We are happy to report that because of Elizabeth’s testimony, the bill passed through the committee unanimously! It will now move on to a full Senate vote sometime in November.
Lawrenceville, New Jersey – Cynthia Chmielewski, member of the Philadelphia Multiple Myeloma Networking group met with Representative Rush Holt’s Legislative Health Aide in late September regarding HR 2746, the Cancer Coverage Parity Act of 2011. The aide was receptive, asked a couple of questions, and promised to relay everything to Rep. Holt. Cynthia answered her questions in a follow up email. Rep. Holt serves on the Health, Employment, Labor & Pensions (HELP) Subcommittee, to which the bill has been referred.
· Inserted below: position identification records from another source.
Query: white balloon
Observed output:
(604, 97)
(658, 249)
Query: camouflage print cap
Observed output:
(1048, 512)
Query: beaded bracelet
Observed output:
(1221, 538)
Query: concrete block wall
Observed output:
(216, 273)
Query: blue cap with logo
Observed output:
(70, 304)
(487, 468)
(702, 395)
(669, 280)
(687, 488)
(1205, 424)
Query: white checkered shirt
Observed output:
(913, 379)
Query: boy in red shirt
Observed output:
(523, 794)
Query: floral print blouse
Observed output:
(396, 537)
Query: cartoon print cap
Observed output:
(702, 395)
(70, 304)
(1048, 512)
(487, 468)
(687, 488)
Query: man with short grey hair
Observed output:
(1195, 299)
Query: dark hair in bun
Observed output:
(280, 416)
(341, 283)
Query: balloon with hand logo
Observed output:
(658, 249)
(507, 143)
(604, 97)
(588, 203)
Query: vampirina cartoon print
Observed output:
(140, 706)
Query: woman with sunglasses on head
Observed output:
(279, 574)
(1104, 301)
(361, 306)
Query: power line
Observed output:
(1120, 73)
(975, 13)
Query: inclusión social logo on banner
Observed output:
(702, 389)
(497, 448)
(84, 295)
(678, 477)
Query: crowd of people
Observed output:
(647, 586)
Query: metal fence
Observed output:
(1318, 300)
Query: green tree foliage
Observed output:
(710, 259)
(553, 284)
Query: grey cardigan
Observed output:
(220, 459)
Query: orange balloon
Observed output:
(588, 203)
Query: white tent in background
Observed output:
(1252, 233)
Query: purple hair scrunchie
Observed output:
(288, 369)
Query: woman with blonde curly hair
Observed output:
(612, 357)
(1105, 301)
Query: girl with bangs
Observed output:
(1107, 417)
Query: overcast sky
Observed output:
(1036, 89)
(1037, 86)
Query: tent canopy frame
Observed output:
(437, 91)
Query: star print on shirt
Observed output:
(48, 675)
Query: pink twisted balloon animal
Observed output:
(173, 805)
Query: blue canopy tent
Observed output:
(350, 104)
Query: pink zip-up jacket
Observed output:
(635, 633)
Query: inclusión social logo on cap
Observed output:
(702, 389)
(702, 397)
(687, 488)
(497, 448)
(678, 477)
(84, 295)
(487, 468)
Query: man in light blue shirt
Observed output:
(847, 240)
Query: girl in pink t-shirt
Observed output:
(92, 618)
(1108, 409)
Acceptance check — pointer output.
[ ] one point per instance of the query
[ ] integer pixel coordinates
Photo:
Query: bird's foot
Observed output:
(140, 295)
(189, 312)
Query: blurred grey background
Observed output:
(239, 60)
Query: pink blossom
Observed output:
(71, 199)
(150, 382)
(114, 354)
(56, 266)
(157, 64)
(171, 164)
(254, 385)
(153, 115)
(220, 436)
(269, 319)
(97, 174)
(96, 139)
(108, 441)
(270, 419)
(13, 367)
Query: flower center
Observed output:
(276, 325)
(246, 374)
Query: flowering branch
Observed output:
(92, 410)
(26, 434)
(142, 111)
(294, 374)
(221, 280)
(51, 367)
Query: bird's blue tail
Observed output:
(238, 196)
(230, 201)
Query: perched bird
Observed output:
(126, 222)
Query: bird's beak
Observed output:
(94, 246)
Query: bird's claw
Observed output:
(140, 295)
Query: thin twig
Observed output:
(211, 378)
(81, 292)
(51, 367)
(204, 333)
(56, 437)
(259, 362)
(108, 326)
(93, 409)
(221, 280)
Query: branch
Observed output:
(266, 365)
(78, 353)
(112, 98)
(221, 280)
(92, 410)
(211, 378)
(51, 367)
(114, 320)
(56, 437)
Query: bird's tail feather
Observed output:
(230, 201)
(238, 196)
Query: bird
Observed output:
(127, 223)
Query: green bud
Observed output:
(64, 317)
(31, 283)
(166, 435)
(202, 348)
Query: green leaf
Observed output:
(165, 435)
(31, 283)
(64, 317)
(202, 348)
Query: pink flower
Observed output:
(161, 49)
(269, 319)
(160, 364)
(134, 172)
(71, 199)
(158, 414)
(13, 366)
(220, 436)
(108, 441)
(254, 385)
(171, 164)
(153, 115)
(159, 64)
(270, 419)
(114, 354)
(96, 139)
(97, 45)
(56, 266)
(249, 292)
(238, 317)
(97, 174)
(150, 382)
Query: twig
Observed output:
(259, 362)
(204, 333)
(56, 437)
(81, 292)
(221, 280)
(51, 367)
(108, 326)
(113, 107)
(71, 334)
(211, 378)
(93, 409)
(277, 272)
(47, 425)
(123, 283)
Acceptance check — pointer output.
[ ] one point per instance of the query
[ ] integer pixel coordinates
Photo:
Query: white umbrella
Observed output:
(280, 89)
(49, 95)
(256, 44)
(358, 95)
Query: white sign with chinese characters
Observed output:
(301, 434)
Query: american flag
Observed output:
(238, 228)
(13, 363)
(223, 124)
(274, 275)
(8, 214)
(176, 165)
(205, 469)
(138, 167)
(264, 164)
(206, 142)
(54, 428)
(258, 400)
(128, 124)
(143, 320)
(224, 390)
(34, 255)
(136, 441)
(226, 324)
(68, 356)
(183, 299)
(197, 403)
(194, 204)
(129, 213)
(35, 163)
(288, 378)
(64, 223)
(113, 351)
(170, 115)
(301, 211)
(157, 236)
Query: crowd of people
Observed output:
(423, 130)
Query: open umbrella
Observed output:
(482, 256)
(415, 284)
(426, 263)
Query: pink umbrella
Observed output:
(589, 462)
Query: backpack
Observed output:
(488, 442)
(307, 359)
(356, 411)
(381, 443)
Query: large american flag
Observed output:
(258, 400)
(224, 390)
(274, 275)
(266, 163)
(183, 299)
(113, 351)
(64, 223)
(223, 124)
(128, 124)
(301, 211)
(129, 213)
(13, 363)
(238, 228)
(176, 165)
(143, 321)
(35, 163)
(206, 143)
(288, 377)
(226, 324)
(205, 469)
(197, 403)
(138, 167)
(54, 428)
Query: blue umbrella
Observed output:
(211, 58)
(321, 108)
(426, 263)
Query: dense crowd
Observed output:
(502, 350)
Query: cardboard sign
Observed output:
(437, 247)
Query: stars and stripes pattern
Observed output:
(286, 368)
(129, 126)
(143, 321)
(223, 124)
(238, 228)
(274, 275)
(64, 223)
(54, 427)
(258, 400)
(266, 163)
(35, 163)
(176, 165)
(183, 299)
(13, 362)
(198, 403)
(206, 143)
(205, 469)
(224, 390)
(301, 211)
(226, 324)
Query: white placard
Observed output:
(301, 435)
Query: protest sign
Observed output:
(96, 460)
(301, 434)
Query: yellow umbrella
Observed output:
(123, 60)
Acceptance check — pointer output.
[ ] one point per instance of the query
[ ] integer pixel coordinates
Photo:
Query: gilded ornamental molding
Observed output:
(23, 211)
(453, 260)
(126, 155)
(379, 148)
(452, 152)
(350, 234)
Thank you John, Elizabeth, and Cynthia for your initiative and hard work!
Happenings on the Hill
Senate Trims NIH Funding While House Increases Research Funding
The Senate Appropriations Committee passed a bill to fund the National Institutes of Health (NIH) for Fiscal Year (FY) 2012. The bill would provide funding for NIH in FY 2012 at the level of $30.5 billion – a $190 million (0.62%) reduction from FY 2011 levels. The National Cancer Institute (NCI) budget is $5.001 billion under the bill, a cut of $58 million (1.2 percent). While this is concerning, the Senate bill does, in large part, include funding for the Cures Acceleration Network (CAN) at a level of $20 million. While the NIH budget took a hit in the Senate bill, the cancer programs at the Centers for Disease Control and Prevention (CDC) are held flat at FY11 levels.
In stark contrast to the Senate bill, the House Appropriations Committee released its version of the FY 2012 Labor-HHS (LHHS) appropriations bill recently. The draft House bill would increase funding for the NIH by $1 billion over FY 2011 (3.5%), bringing the NIH budget to $31.74 billion. This amount includes nearly $5.2 billion for the NCI, a $138 million increase (2.7%) over FY 2011.
While the bill does not include specific details on the CDC cancer programs, it does indicate how much money would go toward Chronic Disease Prevention and Health Promotion which is the category that includes the cancer control programs. Under the House bill, chronic disease funding at the CDC would be cut by more than $112 million (13.8 percent). We do not know how this cut would be distributed, but such a significant cut to chronic disease funding would likely be very damaging to the cancer control programs.